O aragonês Manuel Vilas pertence por direito próprio a esta categoria literária, ao fazer dos seus livros lugares de aturdimento interior nos quais a Humanidade se despe dos seus artifícios e procura reencontrar-se com uma inocência há muito perdida.
Foi o que pudemos ler "Em tudo havia beleza", magnífica revisitação de uma infância mitificada pela passagem dos anos, ou "E, de repente, a alegria", celebração da vida no que esta tem de mais puro e, até certo ponto, intraficável.
Embora se afaste aparentemente do território da autoficção em que os dois romances anteriores estavam mergulhados, "Beijos" é uma variação dos supracitados títulos. Com a desvantagem, não despicienda, de vir sem o efeito de novidade dos anteriores e, pior ainda, com uma insistência algo laxista nas fórmulas que lhe granjearam justa aclamação (a palavra "beleza", por exemplo, é utilizada dezenas de vezes ao longo da narrativa).
No âmago da história, Vilas colocou um professor de História com a sua idade (a inclinação autobiográfica parece não largar o autor) que vê a sua recente reforma e a respetiva promessa de tranquilidade serem colocadas em causa com o deflagrar de uma pandemia que consome tudo à sua passagem. Subitamente, sobretudo para quem afirma ter um passado amoroso quase intacto, apaixona-se pela empregada do mercado local, que, embora seja perto de 15 anos mais novos e dona de uma beleza sem par, como a designa o narrador, logo se apaixona sem remissão por este, pese embora a sua absoluta falta de atrativos.

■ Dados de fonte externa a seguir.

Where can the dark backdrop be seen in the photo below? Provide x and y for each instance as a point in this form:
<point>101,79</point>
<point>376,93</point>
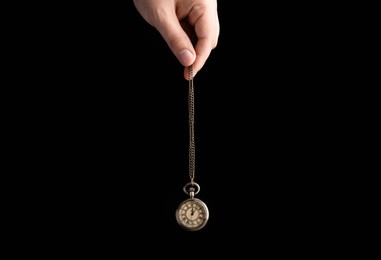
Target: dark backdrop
<point>105,133</point>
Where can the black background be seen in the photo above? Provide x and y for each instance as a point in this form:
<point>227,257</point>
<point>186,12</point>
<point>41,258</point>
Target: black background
<point>102,128</point>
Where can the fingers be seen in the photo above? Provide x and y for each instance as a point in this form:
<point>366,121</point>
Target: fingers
<point>177,40</point>
<point>190,28</point>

A inverosimilhança pode perturbar os mais cínicos, que terão porventura ainda maior dificuldade em lidar com os facilitismos "kitsch" em que o autor incorre amiúde, aquando da descrição das cenas libidinosas. Já se sabe que escrever sobre sexo é um território minado do qual poucos escritores saem absolutamente ilesos - tal a facilidade com que se resvala para o mau gosto, o oitavo pecado capital, como é por demais sabido -, mas, neste capítulo, talvez se esperasse algo mais de quem faz da poeticidade da escrita a sua maior virtude.